Imię i nazwisko postaci: Ary Simaremare
Wiek twojej postaci/data urodzenia: 11 lat
Miejsce urodzenia oraz zamieszkania, jeżeli zostało zmienione/narodowość: Urodzony w Bintang Laut Hospital w Palopo, Indonezja, mieszka gdzieś w Anglii 😃
Czystość krwi: Półkrwi
Stosunek do mugoli: Bardzo dobry
Rodzina: Rodzice - Emmanuel i Betari, siostra - Ida, brat charłak - Joel.
CHARAKTER POSTACI:
Nigdy nie liczyłem twarzy Greya. Hydra miała ich w zasadzie nieskończoność - jedną odciąłeś, to ma nową. Quirell miał dwie, ale przynajmniej naraz, najmniejszy z większych niż 1 wyników zdecydowanie zaś należy do Ary'ego Simaremarego. Otóż ma on, nazwijmy to roboczo, dwie twarze. Jedna, lojalnego wobec przyjaciół, miłego, skromnego i pomocnego chłopca, oraz druga, ta, która zjawia się, gdy wpada on w gniew - staje się pospolicie wściekły, zły, zdenerwowany, na nic nie ma czasu, i tak dalej. Jednak powróćmy do pierwszej twarzy. Jednym z gorszych wrogów Ary'ego są sława i wysokie nagrody. Strasznie się w takich przypadkach rumieni i wstydzi - no, wychodzi ekstraordynaryjnie beznadziejnie. Więc w momencie gdyby miał on decydować o ratowaniu świata, lub udziale w uratowaniu świata przez swojego kolegę, wybrałby to drugie. Czerpie on satysfakcję z pomocy innym, a jeszcze większą, jeśli w zamian ktoś pomaga mu. Jednak miewa gorsze dni, i staje się czasem trochę wrednawy czy coś.
WYGLĄD POSTACI:
(na zdjęciu jakiś kipskawy uśmiech).
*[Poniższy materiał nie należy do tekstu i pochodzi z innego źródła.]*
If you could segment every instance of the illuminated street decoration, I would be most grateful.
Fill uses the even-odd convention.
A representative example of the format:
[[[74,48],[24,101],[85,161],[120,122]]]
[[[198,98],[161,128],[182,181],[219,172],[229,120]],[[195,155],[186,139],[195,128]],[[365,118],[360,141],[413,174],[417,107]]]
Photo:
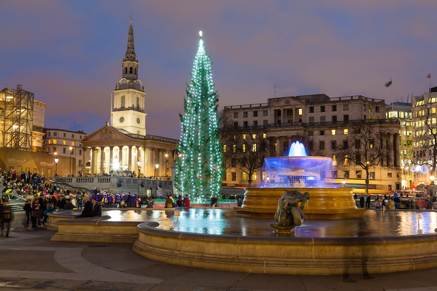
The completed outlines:
[[[218,95],[214,91],[211,62],[202,39],[199,41],[191,81],[184,100],[180,153],[176,161],[175,186],[182,194],[208,198],[220,193],[222,146],[217,117]]]

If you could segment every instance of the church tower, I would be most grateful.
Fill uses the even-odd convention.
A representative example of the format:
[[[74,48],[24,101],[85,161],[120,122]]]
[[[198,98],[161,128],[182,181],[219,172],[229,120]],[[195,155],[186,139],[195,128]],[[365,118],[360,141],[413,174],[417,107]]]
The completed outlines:
[[[132,15],[127,37],[127,49],[121,62],[121,76],[114,90],[112,126],[129,133],[146,135],[144,87],[138,78],[138,62],[135,54]]]

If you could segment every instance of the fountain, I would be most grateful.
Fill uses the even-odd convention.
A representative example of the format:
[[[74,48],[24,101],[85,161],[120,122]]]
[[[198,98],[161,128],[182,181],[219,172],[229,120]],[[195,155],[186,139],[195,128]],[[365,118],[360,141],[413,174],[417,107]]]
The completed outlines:
[[[303,210],[307,219],[362,217],[366,209],[357,207],[352,188],[332,183],[332,165],[331,158],[308,156],[303,144],[294,142],[288,156],[265,159],[262,171],[269,179],[259,188],[246,188],[242,206],[234,209],[242,216],[273,218],[284,190],[297,190],[311,196]]]
[[[50,222],[58,229],[51,239],[133,242],[135,253],[152,260],[238,272],[363,274],[365,278],[369,273],[437,267],[437,213],[365,213],[357,209],[350,189],[333,187],[330,159],[299,154],[266,159],[274,182],[248,188],[243,207],[237,210],[246,216],[270,219],[209,207],[104,210],[106,216],[100,218],[110,218],[106,220],[50,214]],[[278,205],[280,198],[287,203]],[[269,225],[277,207],[274,228],[282,233]],[[303,223],[305,217],[313,219]],[[344,217],[356,218],[326,219]],[[295,231],[284,233],[292,229]]]

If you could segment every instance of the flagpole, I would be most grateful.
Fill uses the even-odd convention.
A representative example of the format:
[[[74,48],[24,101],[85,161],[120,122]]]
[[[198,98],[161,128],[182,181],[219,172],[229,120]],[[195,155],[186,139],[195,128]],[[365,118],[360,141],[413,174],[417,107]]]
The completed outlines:
[[[394,102],[393,101],[393,82],[392,82],[392,77],[390,77],[390,83],[391,85],[390,86],[390,88],[392,89],[392,117],[395,117],[395,105]]]

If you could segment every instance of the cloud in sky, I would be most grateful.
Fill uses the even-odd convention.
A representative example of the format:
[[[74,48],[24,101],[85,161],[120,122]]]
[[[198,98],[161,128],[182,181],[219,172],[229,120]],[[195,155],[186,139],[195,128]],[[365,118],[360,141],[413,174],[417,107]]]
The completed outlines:
[[[435,1],[3,0],[0,80],[48,104],[46,127],[92,133],[109,118],[131,12],[152,134],[179,137],[200,30],[221,109],[266,102],[275,84],[277,97],[405,101],[437,76]]]

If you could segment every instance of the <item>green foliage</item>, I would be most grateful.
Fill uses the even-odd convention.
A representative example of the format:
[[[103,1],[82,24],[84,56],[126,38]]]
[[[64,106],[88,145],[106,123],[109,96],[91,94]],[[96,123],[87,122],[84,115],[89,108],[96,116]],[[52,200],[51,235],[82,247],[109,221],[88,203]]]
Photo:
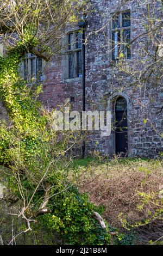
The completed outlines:
[[[104,230],[92,218],[92,212],[97,209],[89,202],[86,194],[81,194],[72,187],[55,197],[53,204],[52,214],[44,215],[42,218],[50,229],[61,234],[66,243],[109,245],[108,227]]]
[[[33,89],[18,76],[27,48],[37,45],[32,29],[27,28],[23,41],[0,59],[0,94],[12,124],[9,129],[5,123],[0,125],[0,162],[8,167],[6,187],[23,202],[29,218],[40,208],[46,188],[51,212],[39,218],[68,243],[109,244],[108,228],[103,229],[92,218],[94,205],[66,181],[67,163],[62,152],[67,147],[67,135],[64,141],[62,135],[61,143],[58,141],[49,116],[37,100],[40,87]]]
Ary jest chłopcem o lekko ciemnej cerze i kruczoczarnych włosach, niby ułożonych porządnie, ale jak się przyjrzeć, to nie. Oczy ma brązowe, zaś brwi takie trochę chińskie.
HISTORIA POSTACI:
Wszystko zaczęło się 11 lat temu, w Bintang Laut Hospital w Palopo, w Indonezji. Na świat przyszedł wtedy Ary Simaremare, syn Emmanuela i Betari. Jego starszy brat, Joel, był charłakiem, toteż Betari uparła się, że pomoże Ary'emu wyzwolić swoją moc. Jak dobrze wiemy, nic by to nie pomogło, gdyby nie fakt, że Ary i tak i tak ma moc, a jej objawienie było kwestią czasu. Jakiś czas potem przeniósł się z rodziną do Anglii, gdzie miało nastąpić objawienie jego mocy. No właśnie. Objawienie mocy (Przebudzenie mocy 😃). Pewnego ze względu na to, że Ziemia nie jest płaska z jednej strony słonecznego dnia, a z drugiej zachmurzonej nocy, acz Ary był skąpany tego dnia w słońcu. Bawił się huśtawką, bo to jego ulubione zajęcie na placu zabaw oprócz huśtania się na huśtawce, a w pewnym momencie nie udało się huśtawki odrzucić, więc rąbnęła zdrowo w czoło małego chłopca. W gniewie Ary rzucił się na agresywną huśtawkę, i, choć absolutnie nie powinien mieć tyle siły, przepchnął ją tak, że obróciła się parę razy dookoła (waląc go przy okazji parę razy w głowę). Poobijany Simaremare poinformował o wszystkim mamę, a ta uznała, że jej marzenie się spełniło i nie ma kolejnego syna charłaka. Jakiś czas później Ary kupił różdżkę i wszystko, rąbnął w ścianę na peronie i pojechał Ekspresem na gapę (no co tam nie było nic o biletach).